One of his teammates back then was none other than the legendary Dan Gable, perhaps the greatest American wrestler of all time. A three-time Iowa state finalist at West Waterloo, Moses was recruited to Iowa State where he and Gable were reunited.

Moses was part of three national championship teams with the Cyclones, then transferred to Adams State so he could wrestle for his brother, then-Adams State coach Gene Moses. Doug won the 1972 NAIA national title at 142 pounds, helping the Grizzlies (then known as the Indians) win the national championship.

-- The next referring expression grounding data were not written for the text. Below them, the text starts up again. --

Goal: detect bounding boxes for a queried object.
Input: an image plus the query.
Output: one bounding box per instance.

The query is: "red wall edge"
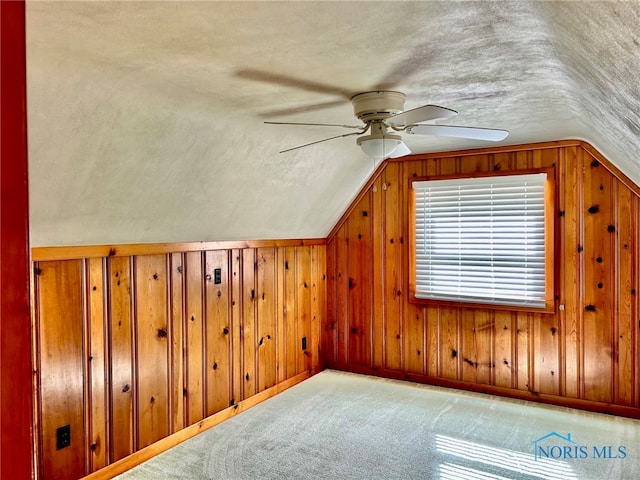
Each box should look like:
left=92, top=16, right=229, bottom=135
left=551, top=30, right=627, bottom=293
left=1, top=1, right=36, bottom=478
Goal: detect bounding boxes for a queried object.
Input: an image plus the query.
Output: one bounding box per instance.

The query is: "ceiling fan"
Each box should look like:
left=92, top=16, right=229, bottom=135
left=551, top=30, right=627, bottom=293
left=265, top=90, right=509, bottom=160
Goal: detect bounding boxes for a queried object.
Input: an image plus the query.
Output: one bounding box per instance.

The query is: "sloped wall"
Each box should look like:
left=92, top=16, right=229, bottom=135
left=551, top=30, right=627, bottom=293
left=324, top=141, right=640, bottom=416
left=33, top=241, right=325, bottom=479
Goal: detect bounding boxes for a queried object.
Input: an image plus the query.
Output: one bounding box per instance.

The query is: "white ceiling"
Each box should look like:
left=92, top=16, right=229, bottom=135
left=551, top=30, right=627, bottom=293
left=26, top=1, right=640, bottom=247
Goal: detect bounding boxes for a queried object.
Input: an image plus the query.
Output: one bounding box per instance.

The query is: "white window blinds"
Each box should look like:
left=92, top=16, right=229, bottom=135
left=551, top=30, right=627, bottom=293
left=413, top=173, right=547, bottom=307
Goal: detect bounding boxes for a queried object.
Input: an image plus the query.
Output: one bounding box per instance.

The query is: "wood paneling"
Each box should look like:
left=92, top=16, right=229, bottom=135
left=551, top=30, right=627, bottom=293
left=169, top=253, right=184, bottom=433
left=135, top=255, right=169, bottom=448
left=296, top=246, right=313, bottom=373
left=36, top=260, right=86, bottom=480
left=109, top=256, right=134, bottom=462
left=33, top=242, right=325, bottom=479
left=87, top=258, right=107, bottom=471
left=241, top=248, right=257, bottom=399
left=326, top=142, right=640, bottom=416
left=205, top=250, right=232, bottom=414
left=282, top=247, right=298, bottom=378
left=257, top=248, right=277, bottom=391
left=185, top=252, right=205, bottom=425
left=347, top=195, right=373, bottom=366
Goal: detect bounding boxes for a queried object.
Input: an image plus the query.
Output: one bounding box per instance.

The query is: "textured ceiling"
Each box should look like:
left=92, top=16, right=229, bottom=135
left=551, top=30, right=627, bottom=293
left=26, top=1, right=640, bottom=247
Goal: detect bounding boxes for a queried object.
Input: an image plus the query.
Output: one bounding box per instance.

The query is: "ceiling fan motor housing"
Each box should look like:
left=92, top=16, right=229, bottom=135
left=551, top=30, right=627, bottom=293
left=351, top=91, right=406, bottom=121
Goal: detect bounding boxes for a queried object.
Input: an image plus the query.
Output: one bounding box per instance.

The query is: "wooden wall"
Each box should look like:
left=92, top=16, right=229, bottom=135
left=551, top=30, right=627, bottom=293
left=324, top=141, right=640, bottom=416
left=33, top=241, right=325, bottom=479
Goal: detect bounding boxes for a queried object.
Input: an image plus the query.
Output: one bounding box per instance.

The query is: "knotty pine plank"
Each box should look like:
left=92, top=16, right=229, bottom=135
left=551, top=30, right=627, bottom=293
left=382, top=165, right=403, bottom=370
left=256, top=247, right=277, bottom=390
left=296, top=247, right=313, bottom=374
left=37, top=260, right=86, bottom=479
left=135, top=255, right=170, bottom=449
left=169, top=253, right=185, bottom=433
left=241, top=249, right=257, bottom=398
left=347, top=194, right=373, bottom=367
left=185, top=252, right=205, bottom=424
left=204, top=250, right=232, bottom=414
left=109, top=256, right=135, bottom=462
left=87, top=258, right=108, bottom=471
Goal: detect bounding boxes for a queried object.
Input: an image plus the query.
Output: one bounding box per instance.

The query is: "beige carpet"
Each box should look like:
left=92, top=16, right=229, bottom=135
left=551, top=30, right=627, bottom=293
left=118, top=370, right=640, bottom=480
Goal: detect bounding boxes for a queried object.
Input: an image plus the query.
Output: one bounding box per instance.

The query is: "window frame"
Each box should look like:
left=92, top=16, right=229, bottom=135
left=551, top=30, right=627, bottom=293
left=408, top=167, right=556, bottom=314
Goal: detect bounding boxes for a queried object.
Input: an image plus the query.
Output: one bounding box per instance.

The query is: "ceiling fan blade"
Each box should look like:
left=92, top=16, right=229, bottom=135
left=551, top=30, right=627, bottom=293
left=236, top=69, right=353, bottom=98
left=259, top=99, right=348, bottom=118
left=389, top=141, right=411, bottom=158
left=265, top=121, right=364, bottom=129
left=385, top=105, right=458, bottom=128
left=279, top=131, right=364, bottom=154
left=406, top=124, right=509, bottom=141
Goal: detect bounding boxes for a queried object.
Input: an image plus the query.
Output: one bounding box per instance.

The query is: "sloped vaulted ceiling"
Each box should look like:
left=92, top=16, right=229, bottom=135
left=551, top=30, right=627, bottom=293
left=26, top=1, right=640, bottom=247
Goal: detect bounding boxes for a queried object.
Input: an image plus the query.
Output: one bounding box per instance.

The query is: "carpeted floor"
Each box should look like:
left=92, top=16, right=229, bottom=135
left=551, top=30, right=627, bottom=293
left=117, top=370, right=640, bottom=480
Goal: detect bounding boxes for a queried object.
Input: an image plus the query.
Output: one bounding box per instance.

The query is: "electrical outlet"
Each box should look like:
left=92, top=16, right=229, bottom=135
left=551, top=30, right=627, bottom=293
left=214, top=268, right=222, bottom=284
left=301, top=336, right=307, bottom=350
left=56, top=424, right=71, bottom=450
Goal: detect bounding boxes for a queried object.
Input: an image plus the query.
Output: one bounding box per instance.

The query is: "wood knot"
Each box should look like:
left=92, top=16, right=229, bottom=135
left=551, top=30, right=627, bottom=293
left=153, top=273, right=158, bottom=280
left=157, top=328, right=167, bottom=338
left=122, top=384, right=130, bottom=393
left=451, top=349, right=457, bottom=358
left=588, top=205, right=599, bottom=214
left=223, top=327, right=229, bottom=335
left=212, top=362, right=218, bottom=370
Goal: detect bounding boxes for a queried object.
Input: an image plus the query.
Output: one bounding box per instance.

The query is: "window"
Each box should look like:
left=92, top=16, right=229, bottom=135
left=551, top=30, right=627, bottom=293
left=410, top=170, right=554, bottom=311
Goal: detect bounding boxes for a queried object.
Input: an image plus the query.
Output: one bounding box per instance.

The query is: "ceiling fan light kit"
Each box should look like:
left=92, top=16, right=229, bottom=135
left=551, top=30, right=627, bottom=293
left=356, top=120, right=404, bottom=160
left=266, top=90, right=509, bottom=159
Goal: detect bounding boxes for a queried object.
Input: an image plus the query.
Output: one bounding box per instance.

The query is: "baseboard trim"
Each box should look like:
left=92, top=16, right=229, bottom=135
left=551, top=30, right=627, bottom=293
left=327, top=362, right=640, bottom=420
left=82, top=367, right=321, bottom=479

He said his storied run of interactions with some of wrestling's biggest names was a natural catapult into a coaching career. He was a graduate assistant for his brother, then bounced around at various stops before becoming the first coach in Southern Colorado's history. A dozen times he had the ThunderWolves finish in the top 10 in NCAA Divison II.

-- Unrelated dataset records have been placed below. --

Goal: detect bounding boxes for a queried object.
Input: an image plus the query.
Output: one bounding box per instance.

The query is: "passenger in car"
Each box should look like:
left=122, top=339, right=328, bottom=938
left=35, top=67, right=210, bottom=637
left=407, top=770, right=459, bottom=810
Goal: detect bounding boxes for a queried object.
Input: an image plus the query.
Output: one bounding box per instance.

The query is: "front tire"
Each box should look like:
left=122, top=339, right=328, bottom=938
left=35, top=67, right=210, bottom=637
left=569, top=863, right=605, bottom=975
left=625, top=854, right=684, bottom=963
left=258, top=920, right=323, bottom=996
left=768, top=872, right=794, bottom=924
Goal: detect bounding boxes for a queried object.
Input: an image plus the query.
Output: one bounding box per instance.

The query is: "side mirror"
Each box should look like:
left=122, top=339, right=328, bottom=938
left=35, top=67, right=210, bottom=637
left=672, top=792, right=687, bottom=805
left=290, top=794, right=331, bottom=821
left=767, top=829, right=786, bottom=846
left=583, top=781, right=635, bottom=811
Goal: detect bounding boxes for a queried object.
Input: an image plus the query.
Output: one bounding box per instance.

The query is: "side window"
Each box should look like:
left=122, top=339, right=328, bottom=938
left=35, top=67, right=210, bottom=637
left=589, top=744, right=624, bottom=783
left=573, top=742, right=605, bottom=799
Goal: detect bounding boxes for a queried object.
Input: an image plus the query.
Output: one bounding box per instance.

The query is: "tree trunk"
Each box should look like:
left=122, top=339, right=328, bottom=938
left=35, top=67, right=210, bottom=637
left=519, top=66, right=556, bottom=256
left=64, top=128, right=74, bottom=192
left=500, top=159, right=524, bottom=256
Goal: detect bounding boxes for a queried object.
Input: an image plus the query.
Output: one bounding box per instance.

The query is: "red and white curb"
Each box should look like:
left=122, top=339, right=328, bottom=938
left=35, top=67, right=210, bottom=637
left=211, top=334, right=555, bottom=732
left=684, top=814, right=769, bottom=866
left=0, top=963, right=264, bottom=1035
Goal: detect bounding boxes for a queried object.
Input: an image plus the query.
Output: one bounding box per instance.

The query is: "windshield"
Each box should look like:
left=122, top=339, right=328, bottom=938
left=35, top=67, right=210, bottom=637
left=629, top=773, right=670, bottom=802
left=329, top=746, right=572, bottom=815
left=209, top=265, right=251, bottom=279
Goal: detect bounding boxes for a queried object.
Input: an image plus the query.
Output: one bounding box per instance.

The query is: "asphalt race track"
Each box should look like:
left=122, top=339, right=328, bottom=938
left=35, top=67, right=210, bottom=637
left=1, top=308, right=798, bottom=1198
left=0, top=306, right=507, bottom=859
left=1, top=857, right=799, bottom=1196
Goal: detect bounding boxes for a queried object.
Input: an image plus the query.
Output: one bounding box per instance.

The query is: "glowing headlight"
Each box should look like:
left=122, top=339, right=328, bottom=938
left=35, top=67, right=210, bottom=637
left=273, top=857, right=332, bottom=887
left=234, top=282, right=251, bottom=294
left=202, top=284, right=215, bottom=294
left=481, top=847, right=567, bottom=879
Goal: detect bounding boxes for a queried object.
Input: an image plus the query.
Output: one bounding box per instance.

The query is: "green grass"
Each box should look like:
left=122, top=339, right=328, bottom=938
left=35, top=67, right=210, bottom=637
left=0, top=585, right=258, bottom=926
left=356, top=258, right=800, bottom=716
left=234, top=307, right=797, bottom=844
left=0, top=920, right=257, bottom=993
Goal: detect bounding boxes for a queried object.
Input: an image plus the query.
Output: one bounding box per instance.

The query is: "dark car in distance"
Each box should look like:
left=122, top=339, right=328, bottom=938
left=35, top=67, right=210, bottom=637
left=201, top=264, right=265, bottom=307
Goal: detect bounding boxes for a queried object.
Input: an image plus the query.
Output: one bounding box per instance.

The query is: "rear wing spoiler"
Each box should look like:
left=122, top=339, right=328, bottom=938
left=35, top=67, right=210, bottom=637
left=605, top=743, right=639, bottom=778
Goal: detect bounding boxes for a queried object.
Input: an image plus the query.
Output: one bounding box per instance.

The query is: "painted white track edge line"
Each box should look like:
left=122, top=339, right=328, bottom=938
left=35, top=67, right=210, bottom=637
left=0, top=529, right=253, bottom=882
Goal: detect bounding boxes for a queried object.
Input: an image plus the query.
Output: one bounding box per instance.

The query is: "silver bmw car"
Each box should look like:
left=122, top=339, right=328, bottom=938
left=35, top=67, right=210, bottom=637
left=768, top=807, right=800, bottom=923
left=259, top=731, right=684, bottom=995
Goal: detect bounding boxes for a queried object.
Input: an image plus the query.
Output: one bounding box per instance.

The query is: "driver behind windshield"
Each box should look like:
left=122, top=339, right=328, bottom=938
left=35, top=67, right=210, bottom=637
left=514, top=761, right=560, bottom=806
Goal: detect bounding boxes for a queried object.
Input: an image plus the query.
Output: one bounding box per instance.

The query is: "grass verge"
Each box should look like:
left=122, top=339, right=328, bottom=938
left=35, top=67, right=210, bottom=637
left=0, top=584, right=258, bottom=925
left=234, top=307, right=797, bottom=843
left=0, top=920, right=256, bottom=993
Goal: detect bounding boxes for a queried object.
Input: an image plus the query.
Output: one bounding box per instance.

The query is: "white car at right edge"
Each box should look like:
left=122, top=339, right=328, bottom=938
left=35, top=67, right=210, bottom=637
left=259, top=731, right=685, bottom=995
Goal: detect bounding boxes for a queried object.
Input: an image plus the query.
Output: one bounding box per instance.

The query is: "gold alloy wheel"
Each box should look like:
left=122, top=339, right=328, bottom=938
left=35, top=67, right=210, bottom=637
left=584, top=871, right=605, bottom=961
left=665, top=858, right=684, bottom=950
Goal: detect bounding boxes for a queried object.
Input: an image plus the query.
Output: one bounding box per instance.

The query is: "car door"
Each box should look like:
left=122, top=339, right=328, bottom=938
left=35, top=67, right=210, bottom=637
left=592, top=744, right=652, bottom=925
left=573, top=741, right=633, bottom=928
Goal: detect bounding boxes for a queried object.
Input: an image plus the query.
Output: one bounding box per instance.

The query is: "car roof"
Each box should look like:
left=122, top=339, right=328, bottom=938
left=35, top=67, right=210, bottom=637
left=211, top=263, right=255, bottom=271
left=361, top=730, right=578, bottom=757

By the late 1990s, however, wrestling's future at the collegiate level was starting to look shaky. Budget cuts and the impending regulations of Title IX made the sport an easy target for schools looking to balance the books and create equal opportunities for women's sports.

Budget reductions at USC led to the elimination of Southern Colorado's wrestling team in 2001. Four years later, NMHU started its own program and asked Moses to build it from scratch.

"When I first arrived in Las Vegas we didn't really have anything to work with," Moses said. "Here we are, what, 15 years later and we have a wrestling room, we have office spaces and we have a place where we can go and say, look, wrestling lives in this place. We have a home here."

NMHU has been New Mexico's only college wrestling program during Moses' tenure. With emphasis on the sport continuing to decline, he can't help but cast an eye toward his Midwest roots and marvel at how the sport is still alive and well in that part of the country, yet floundering almost everywhere else.

"It was such a big part of my life growing up, being in a place where gyms would fill up the way they do for basketball," Moses said. "The people who are invested in the sport feel so strongly even to this day but, yes, I can see how it has shifted over all these years."

Moses formally announced his retirement in late February, leaving behind an NMHU program whose athletic director, Andrew Ehling, is committed to preserving. For Moses, it brings a certain sense of comfort knowing the Cowboys will live on after he's gone.

Perhaps one day the school will honor him like so many others have. He was inducted into CSU-Pueblo's Hall of Fame in 2011, the NCAA Division II Wrestling Coaches Hall of Fame the following year and the Rocky Mountain Athletic Conference Hall of Fame in 2018. He's also in the Adams State hall of honor.

"As long as someone is still out there talking about our sport, I don't really care about any of that," he said.